Berlin. Millionen Ruheständler beziehen nicht nur Geld aus der gesetzlichen Rente, sie zahlen auch kräftig an Sozialkassen und an den Staat. Die Abgeordnete Sahra Wagenknecht fordert eine Korrektur.

Die Summe der Steuern und Sozialabgaben für Rentnerinnen und Rentner ist nach Daten der Bundesregierung deutlich gestiegen und erreicht in diesem Jahr voraussichtlich gut 124 Milliarden Euro. Dies geht aus der Antwort des Finanzministeriums auf eine Anfrage der Bundestagsabgeordneten Sahra Wagenknecht hervor, die der Deutschen Presse-Agentur vorliegt. Wagenknecht kritisierte die Belastung und forderte Steuerfreiheit für kleine und mittlere Renten.

Das Ministerium bezieht sich für 2024 auf Schätzungen und Simulationsrechnungen auf Grundlage der Daten früherer Jahre. Demnach werden im laufenden Jahr 54,3 Milliarden Euro an Beiträgen für die gesetzliche Krankenversicherung und 11,5 Milliarden Euro für die Pflegeversicherung fällig. Zum Vergleich: 2020 waren es 44,3 Milliarden Euro für die Kranken- und 8,5 Milliarden Euro für die Pflegekasse. Die fällige Steuersumme steigt nach Angaben des Ministeriums von 48,8 Milliarden Euro 2020 auf 58,6 Milliarden Euro 2024.
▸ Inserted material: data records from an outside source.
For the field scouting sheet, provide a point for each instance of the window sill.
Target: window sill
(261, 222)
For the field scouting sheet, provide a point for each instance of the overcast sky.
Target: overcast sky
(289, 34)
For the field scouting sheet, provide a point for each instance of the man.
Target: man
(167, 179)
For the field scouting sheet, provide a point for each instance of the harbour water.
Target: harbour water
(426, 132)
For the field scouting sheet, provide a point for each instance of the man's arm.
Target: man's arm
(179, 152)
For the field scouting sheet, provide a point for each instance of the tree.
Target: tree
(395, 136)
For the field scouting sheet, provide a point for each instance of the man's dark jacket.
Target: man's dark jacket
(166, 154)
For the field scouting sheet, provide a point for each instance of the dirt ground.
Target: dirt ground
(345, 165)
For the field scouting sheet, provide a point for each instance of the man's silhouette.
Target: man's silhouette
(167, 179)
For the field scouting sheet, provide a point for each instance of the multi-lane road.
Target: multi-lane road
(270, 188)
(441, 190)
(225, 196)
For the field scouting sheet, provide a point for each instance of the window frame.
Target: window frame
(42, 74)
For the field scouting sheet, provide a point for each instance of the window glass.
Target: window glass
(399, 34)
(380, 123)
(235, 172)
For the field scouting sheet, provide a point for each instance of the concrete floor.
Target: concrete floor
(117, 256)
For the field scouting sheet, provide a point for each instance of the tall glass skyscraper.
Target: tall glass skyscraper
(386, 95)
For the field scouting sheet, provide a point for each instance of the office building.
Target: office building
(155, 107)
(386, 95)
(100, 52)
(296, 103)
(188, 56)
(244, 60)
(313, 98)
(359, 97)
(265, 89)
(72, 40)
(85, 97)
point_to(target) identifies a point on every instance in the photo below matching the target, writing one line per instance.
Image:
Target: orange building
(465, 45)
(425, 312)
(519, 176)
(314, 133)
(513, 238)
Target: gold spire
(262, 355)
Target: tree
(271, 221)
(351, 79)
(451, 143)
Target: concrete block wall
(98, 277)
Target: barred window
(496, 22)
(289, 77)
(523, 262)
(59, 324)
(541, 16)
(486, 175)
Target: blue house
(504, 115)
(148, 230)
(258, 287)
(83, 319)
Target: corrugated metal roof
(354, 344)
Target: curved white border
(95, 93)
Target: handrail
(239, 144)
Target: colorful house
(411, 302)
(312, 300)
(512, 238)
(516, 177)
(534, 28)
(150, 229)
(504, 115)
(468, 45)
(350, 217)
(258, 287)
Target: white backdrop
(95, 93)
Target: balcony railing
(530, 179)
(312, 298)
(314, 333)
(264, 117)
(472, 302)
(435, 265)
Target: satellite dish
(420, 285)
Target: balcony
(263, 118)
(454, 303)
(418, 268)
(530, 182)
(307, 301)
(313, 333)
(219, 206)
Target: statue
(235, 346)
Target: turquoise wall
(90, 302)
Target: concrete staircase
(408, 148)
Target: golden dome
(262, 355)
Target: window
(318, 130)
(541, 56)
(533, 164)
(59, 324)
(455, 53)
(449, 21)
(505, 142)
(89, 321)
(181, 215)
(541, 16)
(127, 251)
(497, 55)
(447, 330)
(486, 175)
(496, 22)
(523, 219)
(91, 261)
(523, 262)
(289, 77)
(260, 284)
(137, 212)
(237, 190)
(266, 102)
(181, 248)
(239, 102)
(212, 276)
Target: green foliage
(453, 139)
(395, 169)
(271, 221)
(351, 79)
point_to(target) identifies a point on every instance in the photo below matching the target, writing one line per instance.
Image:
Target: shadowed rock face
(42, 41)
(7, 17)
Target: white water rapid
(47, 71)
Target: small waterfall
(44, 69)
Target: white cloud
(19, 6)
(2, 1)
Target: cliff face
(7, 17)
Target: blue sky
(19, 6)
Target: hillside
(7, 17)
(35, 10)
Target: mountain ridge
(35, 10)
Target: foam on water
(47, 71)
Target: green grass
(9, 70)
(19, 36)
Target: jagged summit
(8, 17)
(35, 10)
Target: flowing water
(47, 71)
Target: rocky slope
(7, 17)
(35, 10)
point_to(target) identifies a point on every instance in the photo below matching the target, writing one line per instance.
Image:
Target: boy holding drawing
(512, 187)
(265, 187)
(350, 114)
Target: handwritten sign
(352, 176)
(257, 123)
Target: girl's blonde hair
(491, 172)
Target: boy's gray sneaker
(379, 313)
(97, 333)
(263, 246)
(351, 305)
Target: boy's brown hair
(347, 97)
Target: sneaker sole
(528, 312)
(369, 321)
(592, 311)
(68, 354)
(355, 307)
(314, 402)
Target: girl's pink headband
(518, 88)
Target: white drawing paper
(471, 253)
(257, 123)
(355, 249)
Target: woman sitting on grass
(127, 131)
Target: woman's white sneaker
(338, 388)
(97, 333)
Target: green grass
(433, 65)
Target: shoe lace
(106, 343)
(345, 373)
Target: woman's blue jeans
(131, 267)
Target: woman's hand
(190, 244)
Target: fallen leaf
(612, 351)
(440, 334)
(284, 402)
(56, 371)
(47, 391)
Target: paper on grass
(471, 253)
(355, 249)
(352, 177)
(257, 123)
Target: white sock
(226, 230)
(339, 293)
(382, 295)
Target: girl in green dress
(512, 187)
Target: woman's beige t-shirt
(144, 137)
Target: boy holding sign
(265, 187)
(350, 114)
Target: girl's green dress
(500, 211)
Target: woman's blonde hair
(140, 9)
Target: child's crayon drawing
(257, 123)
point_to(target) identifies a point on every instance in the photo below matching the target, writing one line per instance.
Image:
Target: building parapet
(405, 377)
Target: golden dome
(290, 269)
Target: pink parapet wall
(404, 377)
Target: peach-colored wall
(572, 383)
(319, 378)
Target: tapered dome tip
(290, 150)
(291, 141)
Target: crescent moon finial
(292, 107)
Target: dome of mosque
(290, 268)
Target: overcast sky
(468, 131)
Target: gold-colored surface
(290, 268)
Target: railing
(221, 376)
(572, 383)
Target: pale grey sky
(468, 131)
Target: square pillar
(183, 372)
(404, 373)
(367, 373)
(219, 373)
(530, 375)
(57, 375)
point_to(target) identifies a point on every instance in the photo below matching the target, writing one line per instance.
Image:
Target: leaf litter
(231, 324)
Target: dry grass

Die steigenden Sozialabgaben erklären sich vor allem aus Erhöhungen des Pflegebeitrags sowie des Zusatzbeitrags für die Krankenversicherung. Zudem wächst die Zahl der Rentnerinnen und Rentner. Die steigenden Steuersummen für Rentner wurden mit einer Reform 2004 so angelegt: Schrittweise wird ein immer größerer Teil der Rente steuerpflichtig, während die Beiträge während der Berufsphase steuerfrei gestellt werden.

„Diese Reform war ein fataler Fehler“

Wagenknecht forderte ein Umsteuern. „Der Staat greift älteren Menschen immer tiefer in die ohnehin schmale Geldbörse“, kritisierte die Vorsitzende der Partei Bündnis Sahra Wagenknecht. Die Summe von über 124 Milliarden Euro bei Steuern und Abgaben liege um 7,8 Milliarden Euro höher als im vergangenen Jahr. Binnen vier Jahren sei sie um 22 Prozent gestiegen.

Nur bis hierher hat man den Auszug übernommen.